Julian Assange: Bail cash decision delayed

Julian Assange Image copyright AP
Image caption Mr Assange has been inside the Ecuadorean embassy since June

Supporters of Wikileaks founder Julian Assange face a wait to see if they will be asked to forfeit £140,000 of bail sureties after he sought asylum.

Mr Assange has been at Ecuador's London embassy since June, a move which has seen other backers lose £200,000 they put up in cash securities.

The 41-year-old breached bail conditions by staying in the building and faces arrest if he leaves.

Westminster Magistrates' Court is to issue a written decision later.

Mr Assange was arrested on an extradition warrant and is wanted for questioning in Sweden over rape and sexual assault allegations, which he denies.
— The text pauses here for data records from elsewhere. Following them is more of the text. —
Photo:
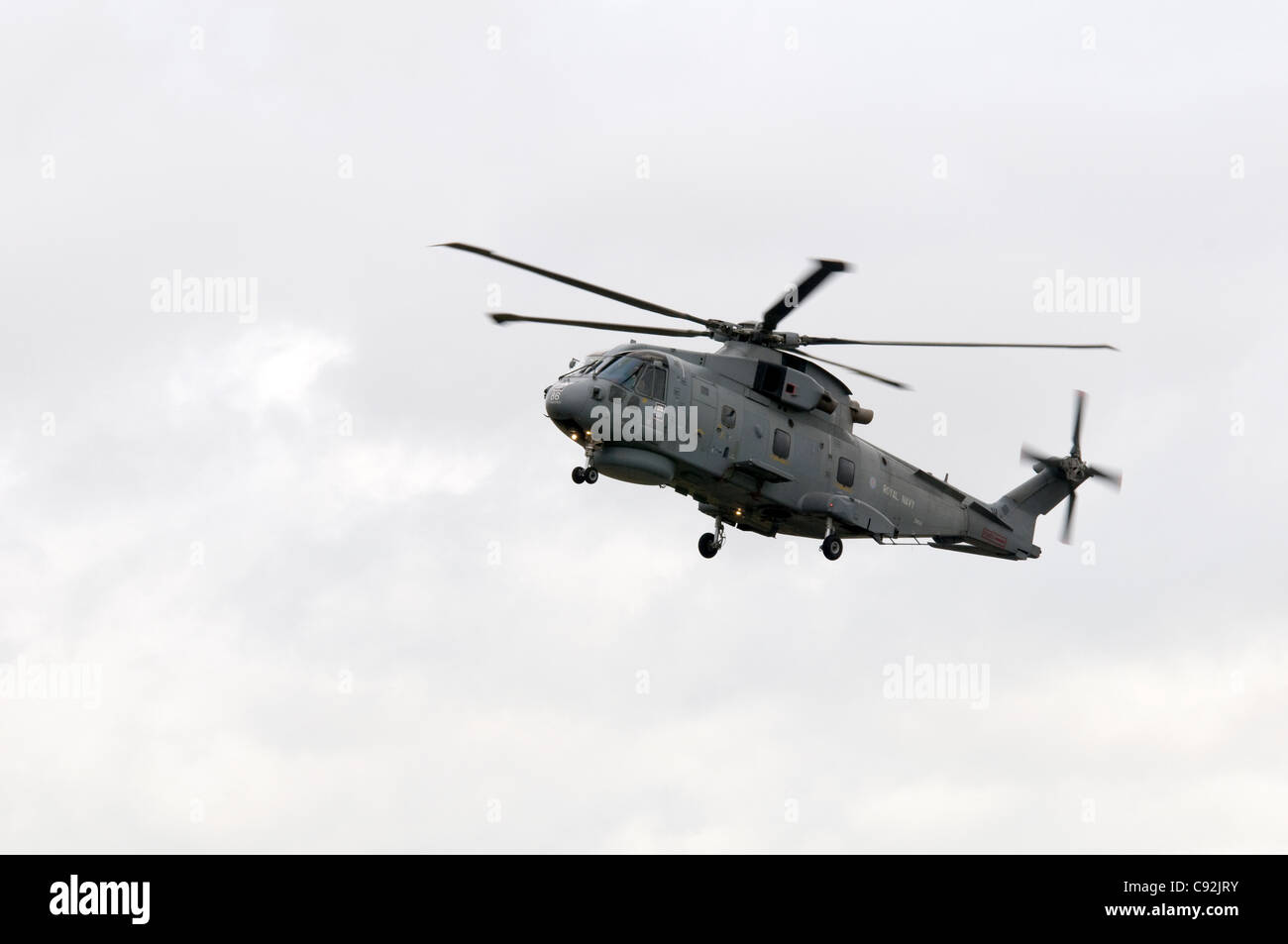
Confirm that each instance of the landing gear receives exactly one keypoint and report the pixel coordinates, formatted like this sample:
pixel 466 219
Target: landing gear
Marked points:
pixel 711 543
pixel 831 545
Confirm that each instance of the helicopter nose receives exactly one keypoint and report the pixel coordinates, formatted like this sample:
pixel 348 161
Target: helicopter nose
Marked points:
pixel 571 402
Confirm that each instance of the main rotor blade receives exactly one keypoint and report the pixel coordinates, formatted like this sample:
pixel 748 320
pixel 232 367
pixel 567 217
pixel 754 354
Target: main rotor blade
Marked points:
pixel 954 344
pixel 1068 518
pixel 1112 475
pixel 505 317
pixel 794 296
pixel 576 282
pixel 1034 456
pixel 855 369
pixel 1080 398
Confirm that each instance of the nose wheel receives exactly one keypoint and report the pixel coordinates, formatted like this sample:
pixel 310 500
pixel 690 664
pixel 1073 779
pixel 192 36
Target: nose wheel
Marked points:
pixel 709 544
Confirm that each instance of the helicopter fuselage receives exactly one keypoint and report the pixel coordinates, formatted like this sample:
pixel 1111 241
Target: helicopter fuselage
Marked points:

Ecuador granted Mr Assange asylum in August but the UK says it has a legal obligation to see that he is handed over to Sweden.

Swedish prosecutors, meanwhile, have dismissed Mr Assange's claims that their case is part of a wider political move to see him stand trial in the US over his work with Wikileaks.

When he was granted bail nine of his supporters offered a total of £140,000 in sureties between them - promising they would pay the court the money if he failed to show up.

One of Mr Assange's supporters, Vaughan Smith, whose home he stayed at for more than a year, addressed the court on behalf of the nine.

He said all of those who offered sureties of varying amounts were "convinced that they have done and are doing the right thing".

'Punishing us'

Arguing why they should not lose their money, Mr Smith told Chief Magistrate Howard Riddle: "We never envisaged when we agreed to become sureties that the matter would become a diplomatic argument and it is clear that this needs to be resolved at a governmental level...

"In this unique, this quite exceptional case, complying with what this court seems to expect from us - to all publicly urge Mr Assange to abandon the sanctuary that he has found in the Ecuadorian embassy - would see us acting against a man whom we and others judge to have understandable fears about his ultimate treatment in the United States if he abandons his asylum."

The other eight backers are retired professor Tricia David, Nobel Prize-winning scientist Sir John Sulston, journalist Philip Knightley, Lady Caroline Evans, friend Sarah Saunders, Joseph Farrell, Sarah Harrison and Tracy Worcester.

Mr Smith added: "We all want Mr Assange to be able to clear his name and have done everything with our diminishing influence to see the current impasse resolved and justice served."

He said the group agreed they should not urge Mr Assange to leave the embassy as that would make them "mercenary and contemptible individuals".

Mr Riddle's decision will be sent to the sureties and the press, without an announcement being made in court.

A group of supporters including the campaigner Jemima Khan, journalist John Pilger and film-maker Ken Loach earlier lost £200,000 they had lodged with the court as a condition of Mr Assange's bail.